Zoran Raskovic, a former member of a Serbian paramilitary unit called the Jackals who is considered to be a crucial witness at the trial of 13 of his former comrades for war crimes committed in four Kosovo villages in 1999, asked the court to postpone his testimony, saying he wasn’t ready for Monday’s session.
“I was notified today at 12.50 [an hour before the trial session started] that I needed to testify. My abilities to provide testimony are reduced. I do not feel psychologically ready,” Raskovic told the court in Belgrade.

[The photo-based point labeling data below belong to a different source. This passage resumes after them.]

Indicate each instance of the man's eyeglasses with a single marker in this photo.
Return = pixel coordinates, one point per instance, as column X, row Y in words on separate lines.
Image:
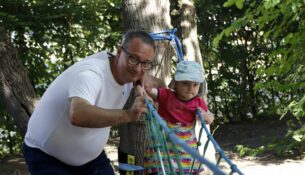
column 145, row 65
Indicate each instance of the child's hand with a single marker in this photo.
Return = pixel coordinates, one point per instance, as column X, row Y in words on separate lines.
column 207, row 115
column 139, row 91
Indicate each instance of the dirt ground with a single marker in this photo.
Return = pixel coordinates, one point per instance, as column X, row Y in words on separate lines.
column 251, row 134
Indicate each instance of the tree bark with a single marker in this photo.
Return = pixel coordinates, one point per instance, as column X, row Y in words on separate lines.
column 151, row 16
column 16, row 91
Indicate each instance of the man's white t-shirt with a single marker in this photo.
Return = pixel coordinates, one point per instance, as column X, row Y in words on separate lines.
column 50, row 129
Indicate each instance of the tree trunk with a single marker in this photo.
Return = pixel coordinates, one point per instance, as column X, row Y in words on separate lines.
column 151, row 16
column 192, row 52
column 16, row 91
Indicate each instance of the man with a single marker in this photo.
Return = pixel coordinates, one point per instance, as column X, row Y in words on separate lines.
column 70, row 126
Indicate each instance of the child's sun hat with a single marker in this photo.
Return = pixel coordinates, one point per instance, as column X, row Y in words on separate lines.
column 189, row 71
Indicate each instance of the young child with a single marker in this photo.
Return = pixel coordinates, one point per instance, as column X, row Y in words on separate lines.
column 177, row 107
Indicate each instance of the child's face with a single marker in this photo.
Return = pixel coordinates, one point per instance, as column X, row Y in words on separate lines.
column 186, row 90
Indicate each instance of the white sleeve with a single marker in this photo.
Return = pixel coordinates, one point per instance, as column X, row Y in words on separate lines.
column 86, row 85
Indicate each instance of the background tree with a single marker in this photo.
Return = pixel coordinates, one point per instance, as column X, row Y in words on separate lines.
column 151, row 16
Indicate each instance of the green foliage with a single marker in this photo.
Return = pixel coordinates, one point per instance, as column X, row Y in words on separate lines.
column 278, row 64
column 10, row 139
column 53, row 34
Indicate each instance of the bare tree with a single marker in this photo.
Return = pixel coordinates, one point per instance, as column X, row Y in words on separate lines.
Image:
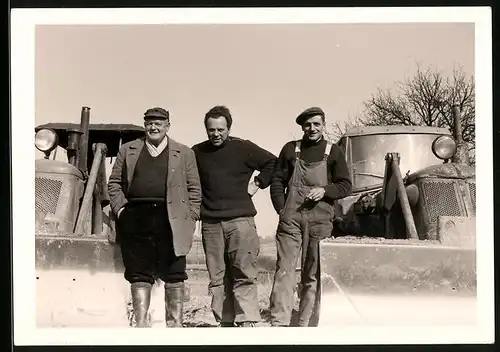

At a hearing in December 2011, Raskovic recalled in great detail the events that he witnessed in the Kosovo village of Cuska, where 44 civilians were killed when the settlement was attacked by the Jackals, Serbian territorial defence units and police reservists in May 14, 1999.
On Monday and Tuesday this week he was due to give evidence about violence in three other villages, Pavlan, Zahac and Ljubenic.
The Serbian prosecution alleges that Toplica Miladinovic, Srecko Popovic, Slavisa Kastratovic, Boban Bogicevic, Radoslav Brnovic, Vidoje Koricanin, Veljko Koricanin, Abdulah Sokic, Milojko Nikolic, Zoran Obradovic, Dejan Bulatovic and Ranko Momic were responsible for killing more than 100 ethnic Albanians during the conflict in Kosovo in 1999.
Some of them insisted however that Raskovic’s testimony could not be trusted.
“I am deeply disappointed by this court. [Raskovic] was not in Pavlan, he was just in Cuska, and then at the end he went to Zahac. He is a liar and a criminal. This is a disgrace,” defendant Momic said.
“How can court trust this man? He is a criminal. He was convicted for drug smuggling while he was 14,” said defendant Popovic.
At the beginning of the trial, Raskovic was a protected witness, but later decided to reject the protection measures, claiming he was threatened and intimidated by the police’s witness protection unit.
He made similar allegations at Monday’s trial session.
“I am asking this court to protect me,” he said.
“I need protection because all these men are free,” he explained, referring to the other members of the Jackals who have been released on ‘personal recognisance’ despite the ongoing trial.
Treatment of witnesses by the witness protection unit, which is run by Serbia’s interior ministry, has been widely criticised by a number of international institutions, including the OSCE, Council of Europe and the European Parliament.